La chasse annuelle aux dauphins aux Îles Féroé

La chasse annuelle aux dauphins aux Îles Féroé, InfoMistico.com

Chaque printemps, les eaux glacées de l’Atlantique Nord sont le théâtre d’une tradition séculaire récurrente aux Îles Féroé. Alors que les globicéphales migrent, en quête d’eaux plus chaudes et de subsistances, ils dérivent involontairement vers la baie.

Le massacre annuel de dauphins aux Îles Féroé : Tradition ou tragédie ?

Mais leur arrivée n’est pas un paisible rendez-vous avec les insulaires. Au contraire, elle marque le début d’un événement qui a suscité l’indignation et le débat internationaux : l’abattage de ces mammifères marins.

Situées entre l’Écosse et l’Islande, les Îles Féroé sont un territoire danois depuis 1380. Bien que dispersées et de petite taille, leurs paysages vibrants contrastent avec des cieux typiquement couverts. C’est dans ces lieux que les résidents de Tórshavn, la capitale, anticipent l’arrivée des globicéphales.
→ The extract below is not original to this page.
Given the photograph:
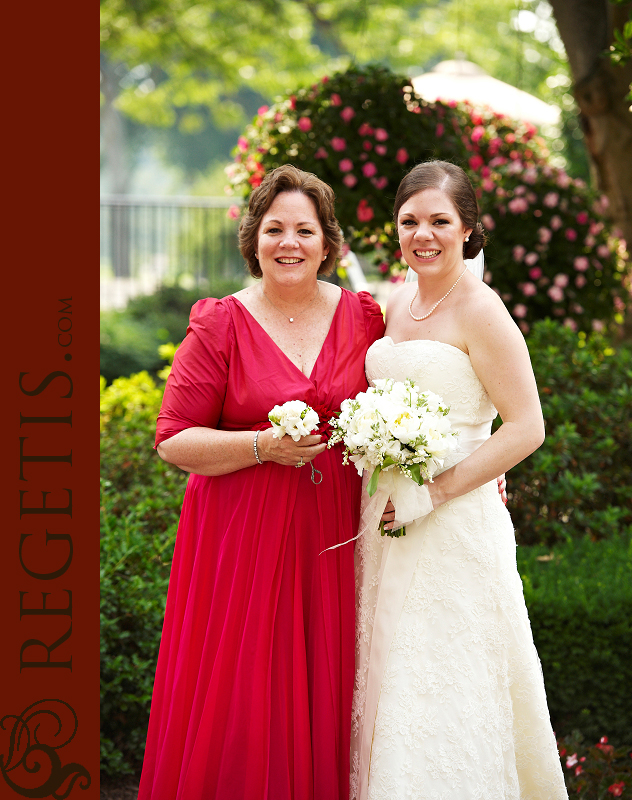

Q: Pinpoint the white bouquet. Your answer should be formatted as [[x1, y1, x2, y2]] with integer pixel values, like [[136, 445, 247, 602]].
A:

La nouvelle de l’approche des dauphins se répand rapidement parmi les insulaires. De jeunes à vieux, tous sont en alerte maximale. Des bateaux, uniquement pilotés par des hommes, partent non pour pêcher, mais pour localiser et rassembler les dauphins vers la baie.

Leur intention, bien que directe, est effroyable : coincer les dauphins, les épuiser, puis mettre fin à leur vie sur le rivage.

Entre nourriture et conservation : La controverse moderne entourant la chasse au globicéphale

Le spectacle est horrifiant. Sur la plage, des jeunes impatients pénètrent dans l’eau, saisissant les animaux épuisés. Un homme armé d’une lame pratique ensuite une incision sur le cou de chaque dauphin, libérant une marée cramoisie qui teinte les eaux. En quelques heures, la baie se transforme en scène de mort.

Les justifications des insulaires pour cet acte varient. Ils soutiennent que tuer n’est pas un sport mais une nécessité alimentaire ancrée dans la tradition.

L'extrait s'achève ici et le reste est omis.